Tumor necrosis factor receptor superfamily, member 4 (TNFRSF4), also known as CD134 and OX40 receptor, is a member of the TNFR-superfamily of receptors which is not constitutively expressed on resting naïve T cells, unlike CD28. OX40 is a secondary co-stimulatory immune checkpoint molecule, expressed after 24 to 72 hours following activation; its ligand, OX40L, is also not expressed on resting antigen presenting cells, but is following their activation. Expression of OX40 is dependent on full activation of the T cell; without CD28, expression of OX40 is delayed and of fourfold lower levels.
OX40 has no effect on the proliferative abilities of CD4+ cells for the first three days, however after this time proliferation begins to slow and cells die at a greater rate, due to an inability to maintain a high level of PKB activity and expression of Bcl-2, Bcl-XL and survivin. OX40L binds to OX40 receptors on T-cells, preventing them from dying and subsequently increasing cytokine production. OX40 has a critical role in the maintenance of an immune response beyond the first few days and onwards to a memory response due to its ability to enhance survival. OX40 also plays a crucial role in both Th1 and Th2 mediated reactions in vivo.

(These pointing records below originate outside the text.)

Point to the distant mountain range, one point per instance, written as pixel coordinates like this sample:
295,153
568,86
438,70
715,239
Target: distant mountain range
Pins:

OX40 binds TRAF2, 3 and 5 as well as PI3K by an unknown mechanism. TRAF2 is required for survival via NF-κB and memory cell generation whereas TRAF5 seems to have a more negative or modulatory role, as knockouts have higher levels of cytokines and are more susceptible to Th2-mediated inflammation. TRAF3 may play a critical role in OX40-mediated signal transduction. CTLA-4 is down-regulated following OX40 engagement in vivo and the OX40-specific TRAF3 DN defect was partially overcome by CTLA-4 blockade in vivo. TRAF3 may be linked to OX40-mediated memory T cell expansion and survival, and point to the down-regulation of CTLA-4 as a possible control element to enhance early T cell expansion through OX40 signaling.
OX40 has been implicated in the pathologic cytokine storm associated with certain viral infections, including the H5N1 bird flu.
An artificially created biologic fusion protein, OX40-immunoglobulin (OX40-Ig), prevents OX40 from reaching the T-cell receptors, thus reducing the T-cell response. Experiments in mice have demonstrated that OX40-Ig can reduce the symptoms associated with the cytokine storm (an immune overreaction) while allowing the immune system to fight off the virus successfully.
An anti-OX40 antibody GSK3174998 has started clinical trials as a cancer treatment.[1] Research in mice has included the combination of an agonistic OX40 antibody (clone OX86) injected directly into a tumor in combination with an unmethylated CpG oligonucleotide, which as a TLR9 ligand activates expression of OX40 so that it can be affected.[2]
CD134 has been shown to interact with TRAF5[3] and TRAF2.[4]